Parution : Revue francophone de Louisiane, vol. III, n˚ 2, Lafayette (Louisiane), 1988, p. 15-24.

Paul Bleton rappelle que le mot uchronie désigne un principe d’écriture narrative reposant sur la distance contre-factuelle du « ET SI...? », qu’il soit irréel (modification d’un événement historique passé et élaboration d’une Histoire parallèle), ou éventuel (anticipation d’une Histoire possible). Le qualificatif « militaire » précise la typologie générique. Ainsi, une uchronie militaire comporte obligatoirement une description de la bataille et la foca­lisation narrative exige que ce récit soit transmis « par le truchement d’un personnage qui peut embrasser la totalité du conflit », contrairement au roman de guerre dont le point de vue du narrateur demeure partiel. En outre, l’uchronie militaire comprend trois types d’énoncés : l’encyclopédie qui vulgarise un ou des aspects du savoir martial ; l’argumentation qui vise à convaincre le lecteur de la justesse de l’opinion politique dont le roman serait la simulation ; le récit qui se donne à lire comme un roman d’aven­tures tout en offrant sous un angle original les motifs canoniques de l’uchronie de façon à permettre à l’imagination du lecteur de dépasser le savoir encyclopédique de l’auteur. 

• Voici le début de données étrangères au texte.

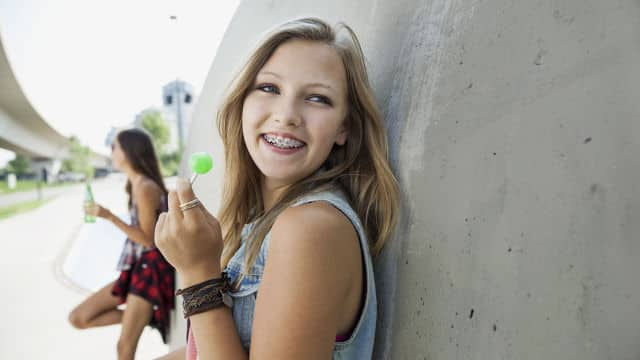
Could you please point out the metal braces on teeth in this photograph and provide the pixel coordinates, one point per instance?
(282, 142)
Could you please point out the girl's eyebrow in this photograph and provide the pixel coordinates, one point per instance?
(316, 84)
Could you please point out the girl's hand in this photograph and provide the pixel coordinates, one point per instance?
(191, 240)
(95, 209)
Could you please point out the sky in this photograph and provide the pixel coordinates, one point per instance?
(88, 65)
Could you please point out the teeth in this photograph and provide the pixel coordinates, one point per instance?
(282, 142)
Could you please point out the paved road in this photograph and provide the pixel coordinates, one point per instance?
(36, 299)
(30, 195)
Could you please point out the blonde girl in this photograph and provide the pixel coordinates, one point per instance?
(309, 197)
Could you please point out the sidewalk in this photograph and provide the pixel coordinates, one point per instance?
(37, 300)
(31, 195)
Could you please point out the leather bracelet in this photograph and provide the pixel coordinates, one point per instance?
(222, 279)
(205, 296)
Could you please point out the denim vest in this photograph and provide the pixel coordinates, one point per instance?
(360, 344)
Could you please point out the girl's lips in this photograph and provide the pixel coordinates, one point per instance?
(283, 135)
(280, 150)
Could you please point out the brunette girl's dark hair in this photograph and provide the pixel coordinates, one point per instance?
(138, 148)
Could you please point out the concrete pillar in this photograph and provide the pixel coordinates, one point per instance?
(514, 131)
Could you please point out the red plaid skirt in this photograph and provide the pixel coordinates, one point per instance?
(151, 278)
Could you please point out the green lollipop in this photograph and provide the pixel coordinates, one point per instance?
(200, 163)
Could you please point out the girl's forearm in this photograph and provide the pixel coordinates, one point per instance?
(216, 336)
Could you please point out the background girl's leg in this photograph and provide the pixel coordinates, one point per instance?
(137, 315)
(99, 309)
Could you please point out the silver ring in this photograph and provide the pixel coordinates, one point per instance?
(190, 204)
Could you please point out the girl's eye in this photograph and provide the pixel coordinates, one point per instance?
(268, 88)
(320, 99)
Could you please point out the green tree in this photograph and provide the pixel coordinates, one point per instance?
(79, 158)
(21, 165)
(156, 126)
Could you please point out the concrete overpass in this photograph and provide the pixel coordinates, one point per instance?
(24, 131)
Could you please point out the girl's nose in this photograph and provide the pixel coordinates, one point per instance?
(287, 112)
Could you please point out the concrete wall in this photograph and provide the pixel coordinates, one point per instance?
(514, 129)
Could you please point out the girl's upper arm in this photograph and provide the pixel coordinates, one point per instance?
(147, 201)
(305, 281)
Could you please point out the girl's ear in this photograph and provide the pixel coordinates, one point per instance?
(341, 137)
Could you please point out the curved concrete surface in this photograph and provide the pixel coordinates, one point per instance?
(22, 129)
(514, 133)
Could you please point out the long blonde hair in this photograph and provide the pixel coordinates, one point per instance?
(360, 167)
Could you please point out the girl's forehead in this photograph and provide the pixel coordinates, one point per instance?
(306, 61)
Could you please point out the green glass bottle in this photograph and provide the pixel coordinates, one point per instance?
(88, 199)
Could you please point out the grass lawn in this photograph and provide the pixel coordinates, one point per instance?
(9, 211)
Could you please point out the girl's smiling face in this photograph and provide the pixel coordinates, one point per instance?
(295, 112)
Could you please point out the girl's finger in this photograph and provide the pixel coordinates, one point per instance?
(174, 206)
(185, 194)
(159, 229)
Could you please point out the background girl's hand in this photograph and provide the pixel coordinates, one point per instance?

Bleton explique par la blessure nationale que fut la défaite de 1870 l’émergence des uchronies militaires en France. « Seule l’uchronie, tournée vers l’avenir, vers le possible, permettait au militaire de papier de paraître crédiblement appliqué à la tâche de la Revanche .» L’affaire Dreyfus en 1896, en contribuant à restaurer la fierté de l’Armée, aura pour effet de modifier le schéma classique des uchronies militaires revanchardes dont le capitaine Danrit fut le principal artisan. 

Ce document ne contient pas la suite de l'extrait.